The above plot show the quality trends of WikiProject India articles compared to quality trends across all of English Wikipedia. Both show a roughly linear trend in quality growth. There's a slight bend in the growth of the all English Wiki article growth. From about 2004 to late 2012, the quality of WikiProject India articles are generally of lower quality compared to all English wiki; however their quality growth starts to increase around 2009? and eventually surpasses all English Wiki around 2012.

I then plotted the quality trends across each class prediction for WikiProject India articles to help determine where the quality changes are occuring.

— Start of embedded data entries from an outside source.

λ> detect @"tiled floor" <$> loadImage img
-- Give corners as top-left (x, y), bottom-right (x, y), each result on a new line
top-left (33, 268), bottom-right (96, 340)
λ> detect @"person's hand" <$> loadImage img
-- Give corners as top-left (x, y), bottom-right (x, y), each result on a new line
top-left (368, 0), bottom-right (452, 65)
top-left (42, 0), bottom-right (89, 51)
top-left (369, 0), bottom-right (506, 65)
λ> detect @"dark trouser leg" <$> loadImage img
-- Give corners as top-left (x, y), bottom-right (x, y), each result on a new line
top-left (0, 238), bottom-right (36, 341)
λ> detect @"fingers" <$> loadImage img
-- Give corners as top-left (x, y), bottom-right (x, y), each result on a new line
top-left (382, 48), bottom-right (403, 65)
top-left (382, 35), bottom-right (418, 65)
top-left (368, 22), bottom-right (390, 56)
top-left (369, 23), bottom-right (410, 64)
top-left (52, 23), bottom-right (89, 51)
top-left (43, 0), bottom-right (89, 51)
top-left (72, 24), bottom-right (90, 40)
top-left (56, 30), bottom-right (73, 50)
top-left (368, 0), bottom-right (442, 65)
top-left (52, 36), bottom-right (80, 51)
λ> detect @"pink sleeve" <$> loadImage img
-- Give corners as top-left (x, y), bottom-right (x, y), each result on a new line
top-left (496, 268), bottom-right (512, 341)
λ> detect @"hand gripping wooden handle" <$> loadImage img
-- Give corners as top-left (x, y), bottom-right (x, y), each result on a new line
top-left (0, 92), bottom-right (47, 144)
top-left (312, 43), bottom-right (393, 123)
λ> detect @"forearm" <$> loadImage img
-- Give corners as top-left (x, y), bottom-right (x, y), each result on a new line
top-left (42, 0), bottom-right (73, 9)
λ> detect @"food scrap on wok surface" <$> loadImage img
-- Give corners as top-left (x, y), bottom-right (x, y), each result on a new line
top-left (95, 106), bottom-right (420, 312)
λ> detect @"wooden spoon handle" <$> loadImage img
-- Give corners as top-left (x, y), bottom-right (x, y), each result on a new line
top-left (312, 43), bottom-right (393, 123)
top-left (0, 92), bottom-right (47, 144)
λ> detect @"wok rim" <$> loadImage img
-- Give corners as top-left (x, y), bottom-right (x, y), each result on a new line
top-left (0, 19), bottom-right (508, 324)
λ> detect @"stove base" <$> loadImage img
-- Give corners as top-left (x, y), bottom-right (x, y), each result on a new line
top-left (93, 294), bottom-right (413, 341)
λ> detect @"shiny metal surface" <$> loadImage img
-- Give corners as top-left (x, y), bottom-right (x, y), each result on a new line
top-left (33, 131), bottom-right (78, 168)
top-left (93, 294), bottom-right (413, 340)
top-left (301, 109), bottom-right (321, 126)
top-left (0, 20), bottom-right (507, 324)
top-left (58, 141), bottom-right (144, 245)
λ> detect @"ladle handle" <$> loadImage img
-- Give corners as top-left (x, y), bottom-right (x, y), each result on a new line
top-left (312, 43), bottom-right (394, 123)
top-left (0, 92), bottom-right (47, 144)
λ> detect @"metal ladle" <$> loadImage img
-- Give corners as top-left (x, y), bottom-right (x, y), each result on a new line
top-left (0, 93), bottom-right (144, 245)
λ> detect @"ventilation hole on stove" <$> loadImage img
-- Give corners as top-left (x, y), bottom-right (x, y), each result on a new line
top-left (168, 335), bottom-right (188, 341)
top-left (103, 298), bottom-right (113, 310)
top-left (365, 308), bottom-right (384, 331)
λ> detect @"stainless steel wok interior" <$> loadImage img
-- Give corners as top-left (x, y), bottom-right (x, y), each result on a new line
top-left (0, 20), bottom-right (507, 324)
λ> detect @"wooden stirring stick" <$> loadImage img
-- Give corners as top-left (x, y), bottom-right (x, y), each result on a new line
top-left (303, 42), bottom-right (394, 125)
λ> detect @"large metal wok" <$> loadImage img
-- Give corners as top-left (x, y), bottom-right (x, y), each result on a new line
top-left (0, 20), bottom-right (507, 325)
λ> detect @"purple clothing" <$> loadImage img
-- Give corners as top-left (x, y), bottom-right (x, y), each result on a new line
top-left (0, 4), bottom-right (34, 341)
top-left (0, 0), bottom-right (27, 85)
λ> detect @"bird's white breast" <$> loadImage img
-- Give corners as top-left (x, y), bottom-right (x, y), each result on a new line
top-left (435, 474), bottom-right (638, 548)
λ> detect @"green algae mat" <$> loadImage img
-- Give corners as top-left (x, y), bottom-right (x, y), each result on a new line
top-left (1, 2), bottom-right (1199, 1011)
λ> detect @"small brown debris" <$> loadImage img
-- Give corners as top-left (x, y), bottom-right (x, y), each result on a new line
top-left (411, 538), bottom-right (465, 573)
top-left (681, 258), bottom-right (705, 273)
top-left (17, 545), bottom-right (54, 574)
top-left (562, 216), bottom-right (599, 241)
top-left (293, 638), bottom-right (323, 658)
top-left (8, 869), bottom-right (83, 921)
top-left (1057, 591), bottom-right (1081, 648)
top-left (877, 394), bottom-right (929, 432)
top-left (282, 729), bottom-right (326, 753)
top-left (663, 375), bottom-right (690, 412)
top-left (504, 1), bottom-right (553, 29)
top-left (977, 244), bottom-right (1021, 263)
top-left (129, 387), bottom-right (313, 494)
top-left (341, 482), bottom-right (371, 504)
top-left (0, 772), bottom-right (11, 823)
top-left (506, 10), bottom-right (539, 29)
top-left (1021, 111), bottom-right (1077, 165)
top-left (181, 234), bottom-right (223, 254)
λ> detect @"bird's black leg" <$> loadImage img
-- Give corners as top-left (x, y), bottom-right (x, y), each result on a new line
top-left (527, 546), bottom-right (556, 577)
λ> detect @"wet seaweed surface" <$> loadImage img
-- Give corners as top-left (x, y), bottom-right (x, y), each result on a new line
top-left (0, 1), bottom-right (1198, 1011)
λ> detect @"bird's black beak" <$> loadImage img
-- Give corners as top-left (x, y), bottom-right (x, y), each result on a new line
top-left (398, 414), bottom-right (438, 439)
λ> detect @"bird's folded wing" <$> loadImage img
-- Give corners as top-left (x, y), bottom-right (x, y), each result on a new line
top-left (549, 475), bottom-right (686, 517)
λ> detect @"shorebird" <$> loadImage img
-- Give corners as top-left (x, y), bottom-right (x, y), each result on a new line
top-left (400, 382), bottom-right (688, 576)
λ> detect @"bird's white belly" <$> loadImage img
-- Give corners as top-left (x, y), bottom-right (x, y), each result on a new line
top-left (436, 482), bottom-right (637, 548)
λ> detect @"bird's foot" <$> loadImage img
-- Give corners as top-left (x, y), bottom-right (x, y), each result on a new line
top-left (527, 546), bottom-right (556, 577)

fig, ax = plt.subplots(nrows=2,ncols=3)

plt.subplot(2,3,1)
plt.plot(allwiki_ts,allwiki_stub, '-', label = "Stub")
plt.plot(indiawiki_ts,indiawiki_stub, '--', label = "Stub")
plt.title("Stub")
plt.subplot(2,3,2)
plt.plot(allwiki_ts,allwiki_start, '-', label = "Start")
plt.plot(indiawiki_ts,indiawiki_start, '--', label = "Start")
plt.title("Start")
plt.subplot(2,3,3)
plt.plot(allwiki_ts,allwiki_c, '-', label = "C")
plt.plot(indiawiki_ts,indiawiki_c, '--', label = "C")
plt.title("C")
plt.subplot(2,3,4)
plt.plot(allwiki_ts,allwiki_b, '-', label = "B")
plt.plot(indiawiki_ts,indiawiki_b, '--', label = "B")
plt.title("B")
plt.subplot(2,3,5)
plt.plot(allwiki_ts,allwiki_ga, '-', label = "GA")
plt.plot(indiawiki_ts,indiawiki_ga, '--', label = "GA")
plt.title("GA")
plt.subplot(2,3,6)
plt.plot(allwiki_ts,allwiki_fa, '-', label = "FA")
plt.plot(indiawiki_ts,indiawiki_fa, '--', label = "FA")
plt.title("FA")

plt.tight_layout()

Oberservations

  • The stub plot show that growth of stub articles for WikiProject India seem to fluctuate more than English Wikipedia overall, with several up-ticks and declines.
  • Wikiproject India articles saw a faster growth rate in "start" and "C" quality articles surpassing the growth rate of Wikipedia overall around 2012.
  • "B" Class articles graph shows that all English wiki and WikiProject India articles follow similar trend that differs from the other classes. Around 2007,"B" class article growth stays stable for all English Wiki and slightly declines for WikiProject India articles. Why?
  • Wikiproject India articles follow a very similar growth rate trend for higher quality "GA" and "FA" articles, with India articles growth rate slightly declining for "FA" articles. This may be due to coverage bias for source material or that it is more difficult to get WikiProject India articles through the "FA" article review process.

5. Plot quality gap

I also plotted the difference in mean weighted sums (quality gap) between WikiProject India and all English Wiki articles.

from operator import sub
wsdiff = list(map(sub, indiawiki_ws, allwiki_ws))
plt.plot(indiawiki_ts, wsdiff, '-')
plt.axhline(0, color = "black")
plt.xlabel('Time(s)')
plt.ylabel('WikiProject India Quality Gap')
<matplotlib.text.Text at 0x7f9cf0cc4470>

The plot show IndiaWiki articles quality decreasing from 2001 until about late 2009.

Next Steps

  1. Possible to convert timestamp unit to months so graphs are easier to read?
  2. Look at quality trends for "empty" articles.
  3. Compare WikiProject India to other similar projects such as WikiProject Africa to see if there are similar trends across other country-based articles. Also, maybe other India related WikiProjects.
  4. Do some research to see if the WikiProject India article quality growth increase around 2009 coincides to a community event or initiative (e.g. Start of WikiProject India [July 2006], Wikiproject India Nurturing (WIN) project [Started in August 2015], or WikiProject Asia 10,000 project [2016].